Kernel libraries do not support graph-level optimizations

A framework designed for training using GPUs requires integration with a kernel library unique to that vendor’s hardware. For example, after integration, a kernel library can run operations that it is “familar” with optimally; however, the graph itself within any larger NN won’t be optimal.

Figure 0: Lack of graph-level optimization makes framework-to-kernel library integration enormously inefficient. The computation graph above represents the computation: “A plus B times C”.

Figure 1: Notice that an operation on the constant B (in this case a Broadcast) can be done at compile time. This is an example of constant folding, and it is not available to a device-based kernel library.

Figure 2: Finally notice that the constant has value “zero” thus the add is an identity operation and can be eliminated. This is an example of Algebraic simplification, and it is not available to a device-based kernel library.

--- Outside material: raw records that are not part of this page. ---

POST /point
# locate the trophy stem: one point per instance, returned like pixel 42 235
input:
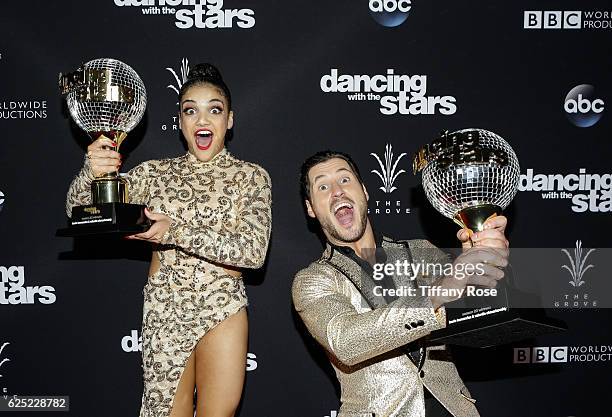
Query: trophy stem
pixel 109 188
pixel 473 218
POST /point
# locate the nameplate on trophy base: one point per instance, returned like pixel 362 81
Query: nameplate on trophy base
pixel 493 321
pixel 106 218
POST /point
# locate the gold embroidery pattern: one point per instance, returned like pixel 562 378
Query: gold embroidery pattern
pixel 221 215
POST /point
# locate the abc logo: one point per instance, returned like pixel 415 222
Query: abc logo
pixel 582 107
pixel 390 13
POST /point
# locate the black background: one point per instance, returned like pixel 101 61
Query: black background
pixel 505 78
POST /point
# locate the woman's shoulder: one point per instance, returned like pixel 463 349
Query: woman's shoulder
pixel 250 167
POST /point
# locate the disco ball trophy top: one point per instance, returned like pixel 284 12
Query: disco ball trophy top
pixel 105 97
pixel 470 176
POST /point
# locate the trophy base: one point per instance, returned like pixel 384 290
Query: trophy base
pixel 499 329
pixel 106 219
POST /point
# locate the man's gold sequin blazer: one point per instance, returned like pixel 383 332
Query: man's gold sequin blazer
pixel 366 346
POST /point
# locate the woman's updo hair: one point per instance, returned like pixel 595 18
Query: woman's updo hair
pixel 206 74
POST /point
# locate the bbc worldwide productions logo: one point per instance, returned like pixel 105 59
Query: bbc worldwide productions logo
pixel 390 13
pixel 583 106
pixel 132 343
pixel 179 77
pixel 567 19
pixel 561 354
pixel 199 14
pixel 388 170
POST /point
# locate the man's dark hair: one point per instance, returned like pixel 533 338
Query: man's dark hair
pixel 318 158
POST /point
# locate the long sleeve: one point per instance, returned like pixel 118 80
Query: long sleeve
pixel 352 336
pixel 244 246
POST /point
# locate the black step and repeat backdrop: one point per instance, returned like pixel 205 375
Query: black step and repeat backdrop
pixel 376 79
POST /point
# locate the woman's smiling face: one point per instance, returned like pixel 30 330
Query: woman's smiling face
pixel 204 119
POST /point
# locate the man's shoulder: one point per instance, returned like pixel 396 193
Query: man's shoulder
pixel 313 277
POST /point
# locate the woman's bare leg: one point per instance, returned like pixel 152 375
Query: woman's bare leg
pixel 220 367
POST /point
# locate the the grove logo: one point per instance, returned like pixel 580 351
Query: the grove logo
pixel 388 173
pixel 3 360
pixel 390 13
pixel 577 266
pixel 582 107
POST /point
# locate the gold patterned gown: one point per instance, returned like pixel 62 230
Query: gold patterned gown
pixel 221 215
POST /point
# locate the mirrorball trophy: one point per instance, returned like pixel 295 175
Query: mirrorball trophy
pixel 470 176
pixel 105 97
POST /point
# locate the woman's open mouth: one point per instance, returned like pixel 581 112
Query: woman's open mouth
pixel 203 138
pixel 343 212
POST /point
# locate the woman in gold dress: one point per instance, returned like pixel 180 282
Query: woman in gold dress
pixel 211 215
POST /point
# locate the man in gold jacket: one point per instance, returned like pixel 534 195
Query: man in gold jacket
pixel 376 343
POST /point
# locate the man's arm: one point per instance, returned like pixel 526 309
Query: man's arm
pixel 351 336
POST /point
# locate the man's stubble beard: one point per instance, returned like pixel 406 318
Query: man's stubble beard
pixel 333 231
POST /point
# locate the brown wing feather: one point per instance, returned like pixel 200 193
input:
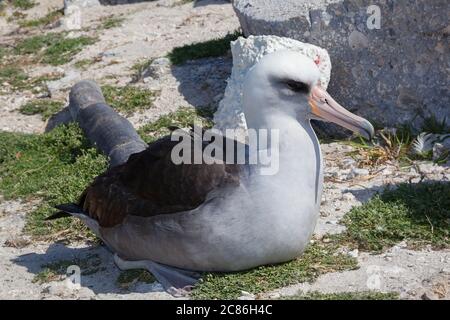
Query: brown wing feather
pixel 149 183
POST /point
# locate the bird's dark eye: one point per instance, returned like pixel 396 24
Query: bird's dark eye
pixel 297 86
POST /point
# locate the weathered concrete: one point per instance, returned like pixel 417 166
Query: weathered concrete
pixel 395 74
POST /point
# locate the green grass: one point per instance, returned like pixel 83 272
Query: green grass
pixel 129 277
pixel 364 295
pixel 318 258
pixel 54 167
pixel 45 107
pixel 55 271
pixel 16 16
pixel 418 213
pixel 49 18
pixel 22 4
pixel 112 22
pixel 183 117
pixel 85 63
pixel 128 99
pixel 2 8
pixel 211 48
pixel 53 48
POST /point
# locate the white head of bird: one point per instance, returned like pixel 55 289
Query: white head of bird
pixel 284 87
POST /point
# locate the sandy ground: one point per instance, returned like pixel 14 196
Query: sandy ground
pixel 152 29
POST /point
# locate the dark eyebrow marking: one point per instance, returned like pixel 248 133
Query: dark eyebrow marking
pixel 296 86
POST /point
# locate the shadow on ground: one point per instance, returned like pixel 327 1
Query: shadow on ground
pixel 202 82
pixel 196 3
pixel 98 271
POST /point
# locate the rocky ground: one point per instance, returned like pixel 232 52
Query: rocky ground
pixel 150 30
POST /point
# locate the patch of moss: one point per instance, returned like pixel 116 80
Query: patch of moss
pixel 22 4
pixel 418 213
pixel 362 295
pixel 16 15
pixel 53 48
pixel 55 167
pixel 433 125
pixel 45 107
pixel 183 118
pixel 85 63
pixel 112 22
pixel 317 259
pixel 128 99
pixel 129 277
pixel 48 19
pixel 57 270
pixel 211 48
pixel 13 75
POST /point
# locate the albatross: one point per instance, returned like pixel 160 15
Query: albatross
pixel 180 219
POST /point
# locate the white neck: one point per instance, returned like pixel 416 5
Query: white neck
pixel 300 160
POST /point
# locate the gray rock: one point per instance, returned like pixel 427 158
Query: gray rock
pixel 80 3
pixel 390 74
pixel 157 68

After the two graph-level optimizations above (Algebraic Simplification and Constant Folding), we now have an optimal graph: A times C. Again, kernel libraries do not support this type of optimization. Although each implementation can be done individually, it will eventually yield an “exploding” number of kernels the larger and more complex an NN becomes. For some insight on why this happens, see the next section.

Too Many Kernels to write

A typical network is constructed using some kind of language-based API, which translates the network or DL model (statically or dynamically) into serialized graphs. Those graphs can then passed through a compilation process (the Graph optimization or compilation step in Figure 3 below), where various graph-level optimizations, like constant folding or fusion can happen. These processes require unique vendor-provided libraries to communicate with a driver (possibly through OpenCL*, CUDA*, or SYCL*), to compile and execute an implementation (kernel) for a specific Instruction Set Architecture, or ISA.

Illustrated below is a simplified DL stack, showing relative complexity of each component. Note that optimizing for any one on its own usually requires engineering expertise that can be highly specialized to that component, and that the terms have been simplified for illustrative purposes.

A simplified DL stack

Figure 3: Components of a DL stack, simplified for illustrative purposes.

There are many deep learning frameworks, each with its own strengths and user bases. A setup that is common to many DL practitioners is shown in the illustration below.

A common implementation

Figure 4: A commonly-implemented stack uses TensorFlow* as the frontend. The input is either optimized via Grappler, or executed directly via TensorFlow. In either case, when targeting an Nvidia* GPU, cuDNN is called to select an optimal kernel for the operation; cuDNN then relies on CUDA* or direct access to run code on the target; in this toy example, the target is a V100.

A natural result of this approach is that the framework-level integration of kernel libraries does not scale. Rather, each individual framework must be manually integrated with each hardware-specific kernel library. Each integration is unique to the framework and its set of deep learning operators, its view on memory layout, its feature set, etc. Each of these connections, then, represents significant work for what will ultimately be a brittle setup that is enormously expensive to maintain.

Scalability matters

Figure 5: The number of kernels necessary to achieve optimal performance is bounded by the product of the number of chip designs one wishes to support, the number of data types supported, the number of operations, and the cardinality of each parameter for each operation.

In the past, this upper bound was quite limited; however, since the industry is shifting toward a more diverse future in terms of deep learning hardware, the number of distinct kernels is exploding and will continue to explode.

Get the best of both worlds

Integrating a framework on nGraph can be an attractive option for hardware companies trying to design their own deep learning hardware or network architecture. Framework integration is non-trivial amount of work, and nGraph automatically does much of the heavy lifting. Furthermore, PlaidML can provide a wide range of hardware coverage and optimization automatically. Any hardware that supports LLVM, OpenCL, OpenGL, CUDA or Metal can be supported automatically with PlaidML and nGraph.

Overview of various graph and tensor compilers.

Figure 6: Overview of various graph and tensor compilers.

A closer look at tensor compilers.

Figure 7: A closer look at tensor compilers.